After arranging a meet time, where I agreed to pay full price and next day pickup with a deposit offered...the seller told me he was going to trade it instead to another individual hours before I was going to leave to meet him. We messaged back and forth a couple more times and I expressed my disappointment. After some silence, he messaged back saying if I got it today, he would sell it. OFF I GO!  Been up since 230am for work, then made the 7+ hour round trip and returned home at 930pm exhausted, but here are the spoils for my efforts.

Repainted frame and a lot of bolt on replacement parts I believe, but I couldn't pass it up. Stamped L R legs and AS bolts, so I believe the fork is original. Crank and pedals I hope to be.

Any thought or opinions are always welcome!


----------



## sworley (Jul 15, 2021)

Very nice! Been in the Schwinn game since ‘03 and still never got my SD even though that’s my grail bike.

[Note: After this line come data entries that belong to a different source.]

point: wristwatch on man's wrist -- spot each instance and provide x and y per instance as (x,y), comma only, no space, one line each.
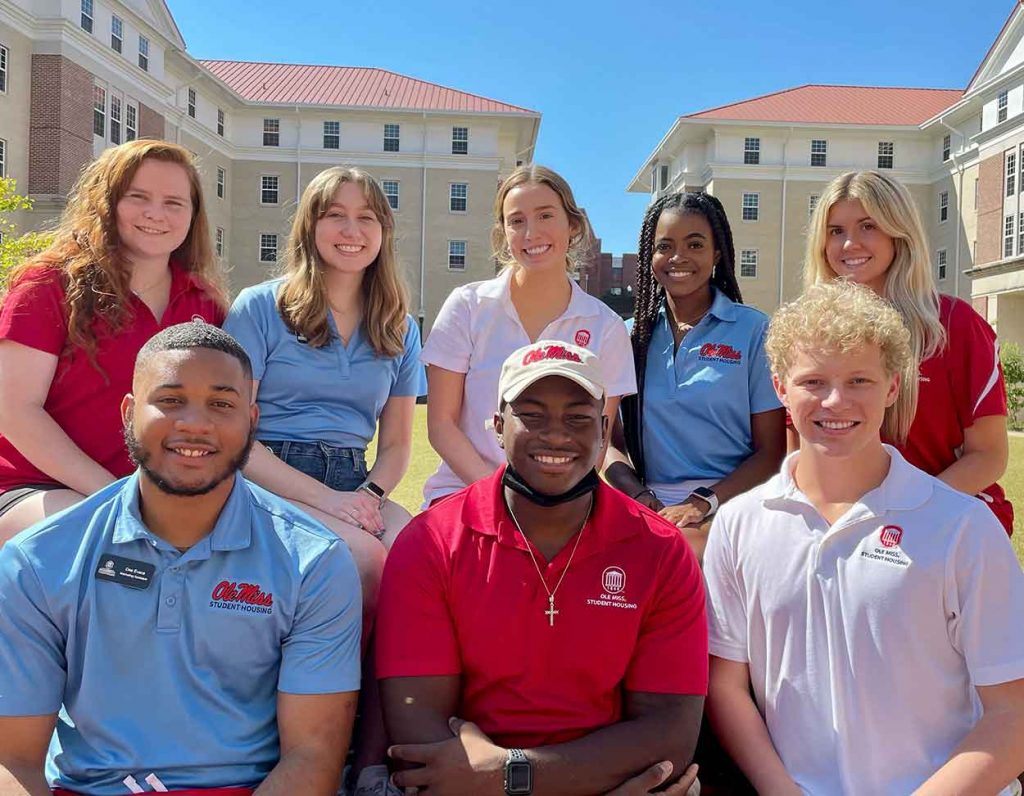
(518,773)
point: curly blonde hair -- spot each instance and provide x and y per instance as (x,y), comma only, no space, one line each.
(840,317)
(86,246)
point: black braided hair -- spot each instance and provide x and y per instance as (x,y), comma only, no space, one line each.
(649,295)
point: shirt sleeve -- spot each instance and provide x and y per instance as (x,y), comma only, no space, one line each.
(412,380)
(33,312)
(726,609)
(322,652)
(246,322)
(416,636)
(671,655)
(33,664)
(616,360)
(450,343)
(985,600)
(976,371)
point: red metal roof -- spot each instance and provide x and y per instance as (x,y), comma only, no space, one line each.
(352,86)
(840,105)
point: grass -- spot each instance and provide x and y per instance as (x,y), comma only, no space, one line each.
(424,462)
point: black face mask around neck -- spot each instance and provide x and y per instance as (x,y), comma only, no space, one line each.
(514,482)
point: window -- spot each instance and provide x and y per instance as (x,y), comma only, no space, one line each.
(391,137)
(752,204)
(752,152)
(87,15)
(271,132)
(457,255)
(131,122)
(115,119)
(749,263)
(268,190)
(819,152)
(143,53)
(267,247)
(98,112)
(458,197)
(887,151)
(391,192)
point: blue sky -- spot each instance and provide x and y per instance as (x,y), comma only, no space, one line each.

Sure sounds like a lot of jerking around and driving but hopefully worth it to you. These are rare and desirable birds. What are your plans with it?


----------



## stoney (Jul 15, 2021)

Glad it worked out for you. Got some good bones there. Congrats


----------



## prewarmachine (Jul 15, 2021)

My initial plans were to use the fork on a violet 65' Deluxe, but I'm not sure I want to take it off this one. Not quite sure what's going on with either of them haha


----------



## ODDER (Jul 15, 2021)

Awesome find. Besides the seat, sissybar, fenders, gooseneck, handlebars and tires it all looks like original schwinn equipment. Grease it up and ride. Congratulations


----------



## ODDER (Jul 15, 2021)

Just thought of something else. A super deluxe would have had the chrome and painted chain guard. That may have be a J38 model. Or someone added the fork when they swapped out the other parts.


----------



## ODDER (Jul 15, 2021)

Here are a few of my super deluxe stingrays for reference. Copper 66. Blue 64. Violet 65


----------



## prewarmachine (Jul 15, 2021)

I would imagine the chainguard would have been original to this bike, so I guess not quite a super deluxe then. Darn! 
I'll have to look into the J38 a bit. You guys know way more on the details on these bikes than I do. Thank you for the info!


----------



## coasterbrakejunkie1969 (Jul 15, 2021)

That is an awesome bike, my favorite of mine is less original them my others but it does not matter. You can make it a super deluxe with the right parts. No way to really tell how it came unless you can ask the original owner. Clean it , grease it and enjoy it. Good luck


----------



## coasterbrakejunkie1969 (Jul 15, 2021)

I purchased a chain guard that  someone had used to make a SD and they had used the chrome tape on it. I didn't look bad.


----------



## kingsting (Aug 25, 2021)

If the fork is original to the bike, it could be a J33. Much rarer than a SD.


----------



## prewarmachine (Aug 26, 2021)

It isn't a shorty frame like the J33 is. What I'm seeing is it would most likely be the J38, but I'm open to other opinions


----------